The Chartered Institute of Personnel and Development (CIPD) recommends that employers ask all their staff to complete a questionnaire before starting home-based working. If the organisation did not have time to do this at the beginning of the pandemic, it is still worth doing now. This provides an opportunity to identify risk factors that need more investigation and then possible subsequent adjustments.
Also, just because an employee is not a vulnerable worker in terms of the definitions currently given by the four nations in the UK, this does not mean that there are not medical or other issues that need to be taken into account with their home-based working needs.
Understand the homeworking environment
Risk assessments often look at what a typical home environment might entail. However, the individual circumstances of a vulnerable worker need to be understood.
For example, the risk of musculoskeletal disorders (MSDs) may be higher for some vulnerable workers, depending on their condition. This would require specific provision from the employer, eg adapting workstations to be used at home, specific chairs, footstools or, perhaps, enhanced technologies such as lighter laptops and better peripherals appropriate to their particular needs.
For some vulnerable workers, fire safety may be a greater consideration, eg if their vulnerable status is due to a heart condition or serious respiratory illness, then home evacuation might not be as straightforward as for other workers. Discussing the issue with the worker so that they can take steps to improve their own fire safety — moving their office to ground floor level, for example — might be sufficient. If electrical safety is a concern, an employer could provide the optimum items to minimise fire risks within the home's existing electrical infrastructure.
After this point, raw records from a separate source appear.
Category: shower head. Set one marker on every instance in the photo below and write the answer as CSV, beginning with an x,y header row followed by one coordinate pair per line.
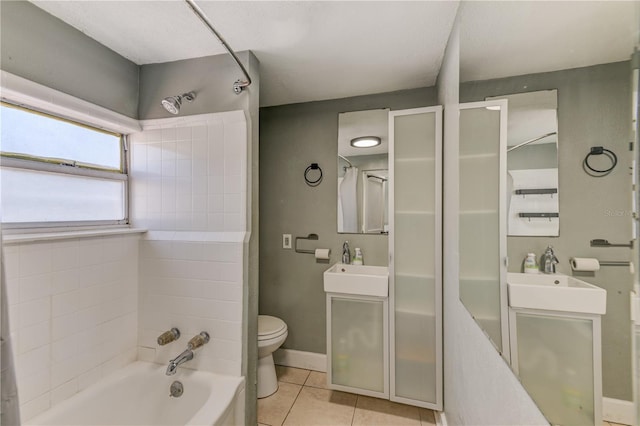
x,y
173,103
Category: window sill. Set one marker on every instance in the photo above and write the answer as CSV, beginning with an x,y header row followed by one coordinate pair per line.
x,y
28,237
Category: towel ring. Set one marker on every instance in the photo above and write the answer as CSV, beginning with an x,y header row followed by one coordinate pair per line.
x,y
598,150
310,182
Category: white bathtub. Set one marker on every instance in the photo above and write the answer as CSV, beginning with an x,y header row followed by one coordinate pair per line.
x,y
138,394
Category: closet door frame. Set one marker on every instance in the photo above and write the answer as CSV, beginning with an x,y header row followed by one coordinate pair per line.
x,y
437,245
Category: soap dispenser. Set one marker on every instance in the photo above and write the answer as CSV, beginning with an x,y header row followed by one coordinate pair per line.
x,y
531,264
357,257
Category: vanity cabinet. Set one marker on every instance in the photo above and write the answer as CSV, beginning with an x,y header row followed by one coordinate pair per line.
x,y
358,338
557,357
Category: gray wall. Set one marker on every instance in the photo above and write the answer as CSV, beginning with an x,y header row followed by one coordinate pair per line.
x,y
211,77
43,49
593,109
291,138
479,387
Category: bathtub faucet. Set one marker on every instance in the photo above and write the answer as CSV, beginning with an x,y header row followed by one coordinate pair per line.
x,y
187,355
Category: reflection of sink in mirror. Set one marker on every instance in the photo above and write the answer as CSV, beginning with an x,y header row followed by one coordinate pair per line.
x,y
555,292
357,279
Risks might arise due, for example, to “daisy-chaining“ in the home (multiple extension leads) and/or using incorrect or counterfeit or chargers for electrical devices,
Other controls to consider might include providing an appropriate fire extinguisher and verifying the worker has an appropriate smoke detector in their home.
Understand internal communication and supervision
Discussions between the worker and their manager around their specific concerns is particularly important. Isolation, lack of team involvement and even lack of support from supervisors is a risk for all workers and especially so for some vulnerable workers.
It should be remembered that some managers and supervisors might be vulnerable workers themselves, so the communication processes should be designed to minimise stress, maximise productivity and encourage two-way communication. This is easy to say but an issue that needs to be given visible support by senior management. The risk assessment process should have identified all vulnerable workers and the support available to them should be made clear to their line management.
Once homeworking is underway, we strongly recommend that the risks and controls are regularly reviewed, for all workers. One approach is to consider the following questions.
Stop: what is not working?
Start: what could be improved and could be implemented?
Continue: What is working well and can continue?
Change: What is working to a degree, but could be modified slightly to work better?
Often problems with work-life balance or issues with connectivity can be resolved through reasonable adjustments by the employer and supervisors should be empowered to resolve matters quickly.